The best policy – of scarcely talking about it – would probably be
better than allowing the bigoted queer-bashers and the gay activists to
fight so openly.
But what can any Archbishop do about such divisions?
Just
as the Prime Minister is simultaneously the Head of the Government and
the leader of a political party, the Archbishop of Canterbury is the
nation’s senior religious figure and the senior bishop in the
quarrelsome, peculiar Church of England.
He
is also a quasi-papal figure to the Anglican Communion, generously
estimated at 70 million people and containing as diverse elements as the
vast Church in Nigeria – for the most part extremely conservative in
outlook – and the Protestant Episcopal Church in America, which
significantly never was a colonial church, but a post-1776 body
independent of the C of E.
An
opinion poll last week gave Dr Williams high marks, crediting him with
providing public life with a clear, thoughtful voice at a time of
violent assaults on the very idea of theism from such figures as Richard
Daw-kins.
We need someone in public office to redress the balance, and
Rowan is that gentle philosopher-king.
Religion still has urgent,
serious things to say. This is what he does so well.
But
not everyone gives equally high marks for his custodianship of the
Church itself. When he took office, the liberals – especially the
liberal gays – looked to him with hope.
There was dismay when he seemed
to change sides almost overnight, aligning himself with those who did
not want the openly gay Jeffrey John as Bishop of Reading.
Once
you start worrying who should be the next Bishop of Reading, you have
left behind the world of people straining to hear the voice of God.

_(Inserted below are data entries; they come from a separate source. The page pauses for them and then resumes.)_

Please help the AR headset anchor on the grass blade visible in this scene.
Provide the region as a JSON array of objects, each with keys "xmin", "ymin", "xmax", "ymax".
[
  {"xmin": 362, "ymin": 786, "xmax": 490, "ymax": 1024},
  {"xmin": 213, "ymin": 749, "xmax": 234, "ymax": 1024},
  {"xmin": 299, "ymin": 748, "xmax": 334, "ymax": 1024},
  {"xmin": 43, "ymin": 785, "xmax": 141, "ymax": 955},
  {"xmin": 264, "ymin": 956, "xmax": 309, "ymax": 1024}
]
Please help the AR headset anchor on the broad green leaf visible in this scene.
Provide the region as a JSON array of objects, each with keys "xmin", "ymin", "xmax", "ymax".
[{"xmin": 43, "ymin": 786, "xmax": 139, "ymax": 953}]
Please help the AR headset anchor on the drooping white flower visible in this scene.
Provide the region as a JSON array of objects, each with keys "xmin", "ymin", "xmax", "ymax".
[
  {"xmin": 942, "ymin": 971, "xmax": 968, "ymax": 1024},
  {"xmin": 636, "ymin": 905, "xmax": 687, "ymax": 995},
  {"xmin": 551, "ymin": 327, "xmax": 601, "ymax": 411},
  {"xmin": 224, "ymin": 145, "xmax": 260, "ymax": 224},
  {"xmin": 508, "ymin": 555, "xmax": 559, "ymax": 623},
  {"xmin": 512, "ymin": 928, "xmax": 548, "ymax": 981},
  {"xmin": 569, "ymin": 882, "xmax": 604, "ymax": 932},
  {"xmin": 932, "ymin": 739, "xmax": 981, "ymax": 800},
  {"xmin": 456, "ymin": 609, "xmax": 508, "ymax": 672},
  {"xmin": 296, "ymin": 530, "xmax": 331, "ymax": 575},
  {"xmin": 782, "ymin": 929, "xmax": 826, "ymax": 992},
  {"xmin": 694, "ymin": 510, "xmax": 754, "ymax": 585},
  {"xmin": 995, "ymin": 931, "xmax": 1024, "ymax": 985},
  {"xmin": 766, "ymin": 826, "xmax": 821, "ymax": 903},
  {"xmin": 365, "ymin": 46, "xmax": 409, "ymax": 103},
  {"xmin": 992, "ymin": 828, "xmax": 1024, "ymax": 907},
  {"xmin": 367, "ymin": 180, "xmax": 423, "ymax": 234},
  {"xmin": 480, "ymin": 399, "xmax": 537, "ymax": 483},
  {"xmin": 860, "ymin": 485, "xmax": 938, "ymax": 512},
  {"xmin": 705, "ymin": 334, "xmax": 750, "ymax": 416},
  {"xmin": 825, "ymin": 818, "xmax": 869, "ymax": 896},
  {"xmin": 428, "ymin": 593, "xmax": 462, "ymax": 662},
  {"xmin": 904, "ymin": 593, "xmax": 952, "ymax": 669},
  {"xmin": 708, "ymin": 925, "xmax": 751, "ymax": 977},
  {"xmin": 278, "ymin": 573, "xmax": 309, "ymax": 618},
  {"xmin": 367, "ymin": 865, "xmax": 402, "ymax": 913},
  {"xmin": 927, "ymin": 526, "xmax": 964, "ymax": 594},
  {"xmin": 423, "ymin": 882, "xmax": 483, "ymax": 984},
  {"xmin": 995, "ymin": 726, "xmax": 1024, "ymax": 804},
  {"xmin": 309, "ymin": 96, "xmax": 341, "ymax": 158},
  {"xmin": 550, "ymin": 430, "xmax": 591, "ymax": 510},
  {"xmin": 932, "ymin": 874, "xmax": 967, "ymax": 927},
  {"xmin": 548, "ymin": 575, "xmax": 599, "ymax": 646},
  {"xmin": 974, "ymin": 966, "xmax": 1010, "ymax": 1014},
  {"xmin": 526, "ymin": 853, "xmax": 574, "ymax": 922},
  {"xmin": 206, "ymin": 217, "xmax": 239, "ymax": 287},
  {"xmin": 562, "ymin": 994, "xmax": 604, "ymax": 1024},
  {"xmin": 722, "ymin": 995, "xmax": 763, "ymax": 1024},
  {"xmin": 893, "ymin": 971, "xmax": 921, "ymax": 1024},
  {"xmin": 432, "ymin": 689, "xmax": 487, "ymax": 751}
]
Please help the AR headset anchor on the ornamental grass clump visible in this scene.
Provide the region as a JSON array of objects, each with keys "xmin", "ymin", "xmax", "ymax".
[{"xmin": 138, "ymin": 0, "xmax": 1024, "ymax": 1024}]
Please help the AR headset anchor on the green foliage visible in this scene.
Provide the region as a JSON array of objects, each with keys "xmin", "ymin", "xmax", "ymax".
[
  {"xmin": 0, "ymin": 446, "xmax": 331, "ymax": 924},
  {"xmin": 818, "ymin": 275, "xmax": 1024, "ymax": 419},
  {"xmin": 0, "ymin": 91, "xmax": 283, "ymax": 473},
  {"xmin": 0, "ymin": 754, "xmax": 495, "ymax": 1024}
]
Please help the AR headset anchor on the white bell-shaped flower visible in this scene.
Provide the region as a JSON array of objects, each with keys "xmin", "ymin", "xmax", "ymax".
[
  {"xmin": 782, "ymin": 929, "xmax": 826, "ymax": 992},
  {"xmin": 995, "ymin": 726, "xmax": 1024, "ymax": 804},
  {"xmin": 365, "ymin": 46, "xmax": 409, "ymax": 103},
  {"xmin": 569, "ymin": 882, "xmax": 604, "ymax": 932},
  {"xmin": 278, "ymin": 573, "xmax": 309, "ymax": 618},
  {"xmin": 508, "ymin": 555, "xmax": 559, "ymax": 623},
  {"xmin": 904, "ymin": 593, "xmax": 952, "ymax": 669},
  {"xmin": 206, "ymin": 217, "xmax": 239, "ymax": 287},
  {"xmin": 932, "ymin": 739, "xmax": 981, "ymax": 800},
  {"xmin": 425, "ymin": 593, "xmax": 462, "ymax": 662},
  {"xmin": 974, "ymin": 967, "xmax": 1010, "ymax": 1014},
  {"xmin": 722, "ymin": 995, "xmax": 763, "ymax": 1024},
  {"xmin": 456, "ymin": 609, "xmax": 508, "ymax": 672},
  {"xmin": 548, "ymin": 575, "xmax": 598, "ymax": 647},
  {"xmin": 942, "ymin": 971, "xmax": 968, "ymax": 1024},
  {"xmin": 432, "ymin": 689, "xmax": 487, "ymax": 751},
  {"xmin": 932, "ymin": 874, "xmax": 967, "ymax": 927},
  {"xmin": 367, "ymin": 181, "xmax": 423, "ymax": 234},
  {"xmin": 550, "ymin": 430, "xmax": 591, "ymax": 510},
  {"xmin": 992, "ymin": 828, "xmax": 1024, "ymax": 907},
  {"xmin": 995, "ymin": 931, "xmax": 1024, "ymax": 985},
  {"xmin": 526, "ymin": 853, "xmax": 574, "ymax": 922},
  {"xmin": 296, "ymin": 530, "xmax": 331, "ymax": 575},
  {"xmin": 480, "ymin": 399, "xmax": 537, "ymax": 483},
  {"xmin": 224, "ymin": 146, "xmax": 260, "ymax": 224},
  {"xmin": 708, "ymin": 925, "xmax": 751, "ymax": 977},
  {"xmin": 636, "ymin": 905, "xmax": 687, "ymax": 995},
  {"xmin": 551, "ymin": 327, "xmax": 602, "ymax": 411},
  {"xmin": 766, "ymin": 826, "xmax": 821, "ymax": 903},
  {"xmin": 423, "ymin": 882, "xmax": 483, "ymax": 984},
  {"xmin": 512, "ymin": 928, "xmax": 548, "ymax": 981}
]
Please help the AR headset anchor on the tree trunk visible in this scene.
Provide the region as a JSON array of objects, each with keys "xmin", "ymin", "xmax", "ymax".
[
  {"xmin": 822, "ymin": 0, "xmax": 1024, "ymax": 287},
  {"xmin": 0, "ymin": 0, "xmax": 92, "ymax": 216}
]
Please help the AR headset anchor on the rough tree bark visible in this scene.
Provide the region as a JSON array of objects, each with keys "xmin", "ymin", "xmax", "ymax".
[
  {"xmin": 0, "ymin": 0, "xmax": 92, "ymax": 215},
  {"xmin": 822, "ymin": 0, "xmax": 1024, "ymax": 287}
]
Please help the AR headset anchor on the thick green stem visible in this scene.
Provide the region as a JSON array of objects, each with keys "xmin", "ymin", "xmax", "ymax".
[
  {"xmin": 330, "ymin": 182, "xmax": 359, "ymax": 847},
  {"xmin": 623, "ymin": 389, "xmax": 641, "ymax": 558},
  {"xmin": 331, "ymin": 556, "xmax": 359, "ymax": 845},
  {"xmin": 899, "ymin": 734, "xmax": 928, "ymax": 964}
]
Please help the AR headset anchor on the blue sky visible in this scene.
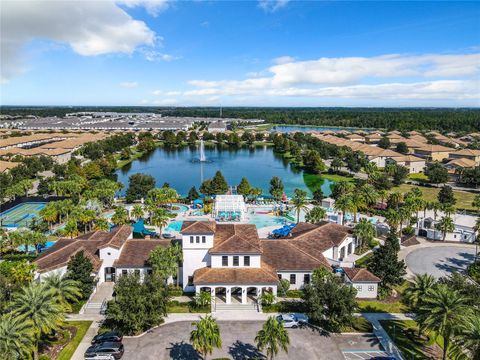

Swift, in Gulliver’s Travels, depicted the Church of England, or
Lilliput, as rancorously divided between those who opened their boiled
eggs at the Big or Little End.
The C of E’s fervent warfare continues
unabated.
An important
fact to remember is that Rowan is only in the most tangential sense a
member of the C of E. Raised a Welsh non-conformist, he flirted with the
idea of becoming a Roman Catholic monk, and taught at a High Church
monastery seminary before becoming a young professor at Oxford. He then
became a bishop in the Church of Wales.
The C of E, with its faultlines
and toxic addiction to hate-fuelled civil war, was quite alien to him. I
do not believe to this day that he understands it.
While
the rest of the world listens to Rowan on the big questions, his own
Church wanted to hear his views on the trivial questions so dear to
their heart. There must be some liturgical or theological equivalent of
the words ‘F*** off’ – perhaps ‘Get Thee behind me, Satan’ – which
should have been said to all who yearned for or opposed gay bishops or
women priests.
A more
princely figure than Rowan would have kept everyone guessing what he
thought.
And if the bigots went off to form new Little-End Churches, or
Big-End Churches, so be it.
He lacked the chutzpah to do that.
Will
his successor make a better fist of running the C of E? Maybe.
If I had
the casting vote (fellow Anglicans will be delighted to know that I
don’t), I should be torn between the Bishop of London, Richard Chartres,
and the Bishop of Liverpool, James Jones.
Chartres
would have the gift of rising above these Lilliputian disputes and
would conduct a Royal funeral beautifully.
Jones of Liverpool is an
evangelical who now accepts that homosexuals have souls, so he might
build a few bridges there.
When
my mother died nine years ago, I realised that I wanted to remain a
part of her Church. Coming back to churchgoing after 20 years was a
shock.
The Church seemed nastier than I remembered: more quarrelsome,
and beleaguered.
I’d
still rather be in than out, though I find that most of my affection for
the ‘dear old C of E’ is an affection for its past. Many of its current
antics repel and baffle me in equal measure.
Will
the committee’s decision alter anyone’s religious viewpoint?
Possibly.
Knowing a clever, holy man was at the helm while Rowan was there checked
my feeling – which every debate in the Synod now reawakens – that
organised religion these days is for chumps.
Probably,
the muddled Church will limp on, bothering its head with nonsense. More
people than ever will ignore it.
And meanwhile, in a Cambridge
college, one of the nicest, cleverest men ever to be Archbishop of
Canterbury will be happily poring over his books.